Part of ski resort Le Grand Bornand here in the Aravis in France opened last weekend and included a free ski test area, where you could choose any ski from scores of manufacturers and see how they go on, and off, the piste. I’m up with the lingo: it’s all about rocker systems, reverse camber and wide waists this year. But how on earth do I explain to the ski rep that I want to try a combo of any of those things? The result:
Wendy (in slow French): “What’s that ski?”
Ski rep: “C’est blah de blah de blah blah blah blah blah blah blah. D’accord?”
This resulted in me trying out K2 Misdemeanors even though I used to own their brother, the Public Enemy ski. What a waste of time: I know exactly what it’s like to ski on and it was a pointless test. But I took them out anyway as I was too embarrassed to explain in slow French that I hadn’t understood what he said and that I’d changed my mind.
Another instance was the Rossignol S7 ski. Now, two friends of mine have just got these skis and I was keen to try them out. Sadly, I learnt through my French friend who also wanted to try them out, Rossignol staff were very unhappy that three snowboards had come back within the first few hours totally wrecked from the rocky off-piste which has yet to form a decent snow base, and they had decided to take all off-piste skis away from the public too. So, no chance of trying the S7 I though. But then the Rossignol rep pointed to a pair of Roxy skis (pictured) and said they were basically the same. Here we go again:
Wendy (in slow French): “I’d like to try the …ummmm… Roxy ski.”
Ski rep (in fast French): “They’re all Roxy skis…”
Wendy’s French friend: “The Mumbo Jumbos.”
Saved by my French friend! Apparently, the Rossignol guy had actually named the ski, but my French is still so lacking that I didn’t catch the completely non-French-sounding “mumbo jumbo” in his sentence.
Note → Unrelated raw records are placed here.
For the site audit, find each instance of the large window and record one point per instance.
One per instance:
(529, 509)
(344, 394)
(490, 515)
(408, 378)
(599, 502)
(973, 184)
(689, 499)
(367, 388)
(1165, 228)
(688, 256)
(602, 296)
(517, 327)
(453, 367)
No worries. I have some great skis to try out and I’ll regain the confidence I just lost with my French language skills by ripping these babies up on the hill. Alternatively, they could feel like planks of concrete stuck to my feet that do float off-piste (don’t tell the Roxy rep I took them off piste – I promised I wouldn’t), but are more like two tethered elephants on piste. The Roxy ski rep asked me what I thought of them, and I bet she regretted that. She had to patiently listen to some idiot talking about “more muscle I need” and “not good on piste” without any further explanation as to why. Had she asked me in English, I could have told her about the elephants.